On the latest edition of Market Week in Review, Investment Strategist BeiChen Lin and Product Operations Analyst McKenna Painter unpacked the latest U.S. inflation numbers. They also discussed recent rate decisions by the European Central Bank (ECB) and the Bank of Canada (BoC) as well as the economic and market outlook for China.

U.S. consumer prices rise by more than expected in March

Painter and Lin kicked off their conversation with a look at the U.S. CPI (consumer price index) report for March, published by the Labor Department on April 10. Lin said that the March numbers were a little bit on the disappointing side, with the core CPI rising 0.36% from February—hotter than the 0.30% monthly increase expected by analysts. “March marked the third month in a row with a slightly-higher-than-anticipated monthly increase in core inflation,” he said, explaining that price pressures also surprised to the upside in February and January. Lin added that much of March’s upside surprise stemmed from transportation services, with vehicle insurance in particular seeing a notable upward tick.

“The bottom line here is that the U.S. Federal Reserve’s (Fed) fight to lower inflation to 2% was always going to be challenging—particularly because it’s not a battle where the inflation rate can necessarily keep trending down linearly over time,” Lin stated. That said, he does believe U.S. inflation will continue to cool throughout 2024, but stressed there could very well be some instances where there’s a hiccup or two along the way.

Interestingly enough, Lin noted that the PPI (producer price index) report for March, released one day after the CPI report, actually came in slightly softer than expected, rising 0.2% on a month-over-month basis. In addition, data from the Atlanta Fed’s wage tracker showed the pace of wage inflation moderated further in March, he said.

“On balance, I think this shows that inflation is still likely headed in the right direction—but that the fight to bring it back to 2% will not be an easy one,” Lin stated. He added that although the Fed might need to push out its first interest-rate cut a little bit later than originally anticipated, he expects the central bank to still be in a position to cut rates at some point this year.
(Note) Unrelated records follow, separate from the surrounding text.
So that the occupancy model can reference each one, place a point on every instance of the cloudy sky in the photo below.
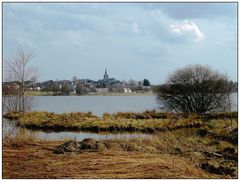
(131, 40)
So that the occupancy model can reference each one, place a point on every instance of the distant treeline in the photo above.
(233, 86)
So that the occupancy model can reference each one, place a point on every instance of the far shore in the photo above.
(44, 93)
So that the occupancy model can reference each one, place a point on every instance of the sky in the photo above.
(131, 40)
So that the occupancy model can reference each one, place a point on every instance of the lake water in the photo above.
(101, 104)
(97, 105)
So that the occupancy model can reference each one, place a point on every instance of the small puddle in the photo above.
(10, 128)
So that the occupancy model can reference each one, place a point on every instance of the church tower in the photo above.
(105, 77)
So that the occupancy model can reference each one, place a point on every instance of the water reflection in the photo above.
(10, 128)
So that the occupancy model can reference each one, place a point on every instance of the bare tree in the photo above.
(18, 71)
(194, 89)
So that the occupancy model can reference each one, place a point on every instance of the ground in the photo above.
(36, 160)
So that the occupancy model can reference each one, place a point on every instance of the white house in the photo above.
(127, 90)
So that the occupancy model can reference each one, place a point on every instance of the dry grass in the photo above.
(36, 160)
(115, 122)
(172, 154)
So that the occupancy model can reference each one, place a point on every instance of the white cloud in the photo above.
(188, 28)
(135, 27)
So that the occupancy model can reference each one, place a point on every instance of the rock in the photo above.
(87, 144)
(229, 150)
(202, 132)
(220, 170)
(70, 146)
(177, 150)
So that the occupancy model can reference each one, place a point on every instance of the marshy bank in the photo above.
(183, 153)
(148, 121)
(180, 146)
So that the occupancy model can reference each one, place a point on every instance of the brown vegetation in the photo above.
(148, 121)
(183, 153)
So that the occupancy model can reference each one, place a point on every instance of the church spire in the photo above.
(105, 77)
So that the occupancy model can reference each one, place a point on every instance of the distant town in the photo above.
(82, 86)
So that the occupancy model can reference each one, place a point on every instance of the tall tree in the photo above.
(194, 89)
(18, 70)
(146, 82)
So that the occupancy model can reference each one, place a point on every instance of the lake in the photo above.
(101, 104)
(97, 105)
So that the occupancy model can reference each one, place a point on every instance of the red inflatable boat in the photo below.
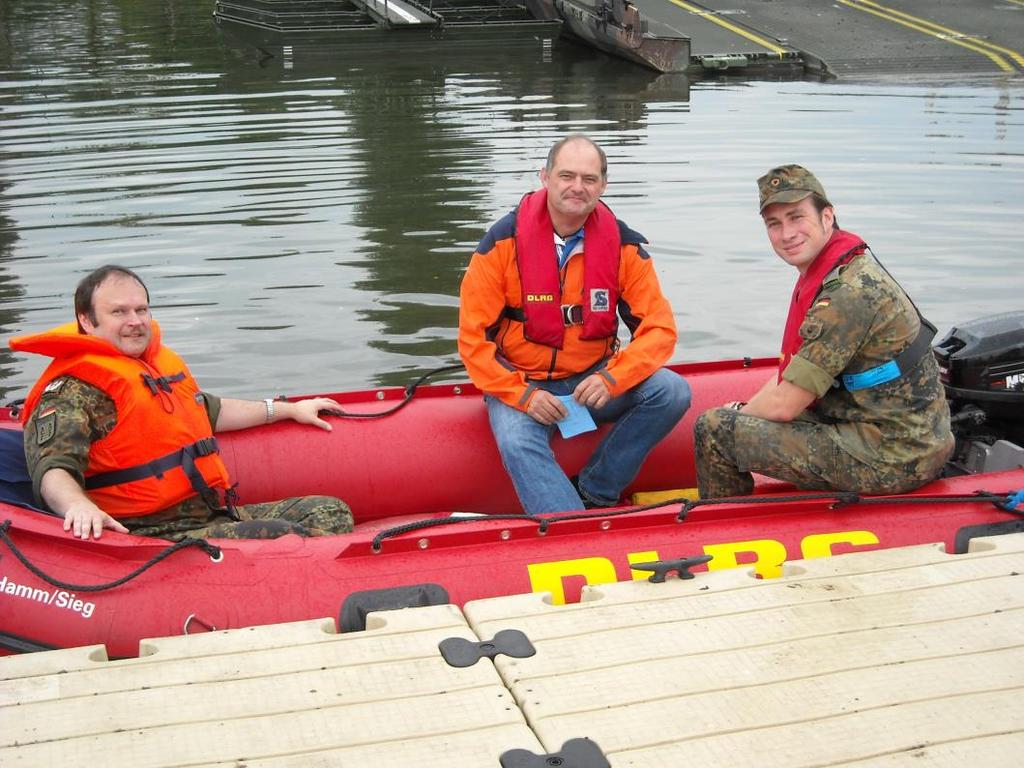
(436, 521)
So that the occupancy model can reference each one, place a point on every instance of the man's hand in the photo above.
(592, 391)
(83, 517)
(545, 408)
(307, 412)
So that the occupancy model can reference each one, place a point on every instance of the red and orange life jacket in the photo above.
(545, 316)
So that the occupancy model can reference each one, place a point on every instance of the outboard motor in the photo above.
(981, 364)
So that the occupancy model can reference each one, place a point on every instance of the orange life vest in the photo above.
(544, 313)
(162, 450)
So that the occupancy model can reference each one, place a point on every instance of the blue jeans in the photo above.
(642, 417)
June rate cuts possible in Europe and Canada

Speaking of central banks, Lin said that both the ECB and BoC elected to leave their benchmark lending rates unchanged during meetings the week of April 8, which he noted was largely in line with investor expectations. However, with growth in both regions relatively subdued and inflation continuing to decline, he said he expects both banks to likely start cutting rates soon—possibly in June.

“Both Canada and Europe are in similar positions today, with somewhat lackluster growth, unlike in the U.S., where economic growth remains resilient,” Lin explained. He said that ECB President Christine Lagarde went as far to note that there were some ECB officials who might have preferred to cut rates at the bank’s April 11 meeting, rather than at its next meeting in June.

Ultimately, however, the ECB chose to hold off a little bit longer on a rate cut—for largely the same reasons the BoC did, Lin said. “Both banks have made good progress on taming inflation, but they want to have more confidence that inflation is headed sustainably back down to its 2% target before lowering rates,” he stated.

What’s the outlook for Chinese equities?

Painter and Lin concluded by discussing the latest headlines surrounding China, including ratings agency Fitch’s decision to place Chinese debt on a negative outlook. “From our perspective at Russell Investments, we don’t think investors need to be too worried about the Chinese market,” Lin said, explaining that despite the economic headwinds buffeting the country, inflation remains relatively subdued in China. This is important, he said, because it allows the Chinese government to deliver more fiscal stimulus without having to worry about inflation getting out of control.

“Importantly, China remains very focused on achieving solid economic growth, as evidenced by its 2024 GDP (gross domestic product) growth target of 5%,” Lin remarked. In order to achieve that, he said more stimulus will likely be necessary—but stressed that the government has the room and the capacity to do so.

He finished by noting that Chinese equities have underperformed the broader global equity index this year, meaning that valuations are not stretched. In fact, Lin said that from his vantage point, they actually appear somewhat cheap. “Ultimately, staying disciplined and sticking to a broadly diversified portfolio is important during today’s times of uncertainty,” he concluded.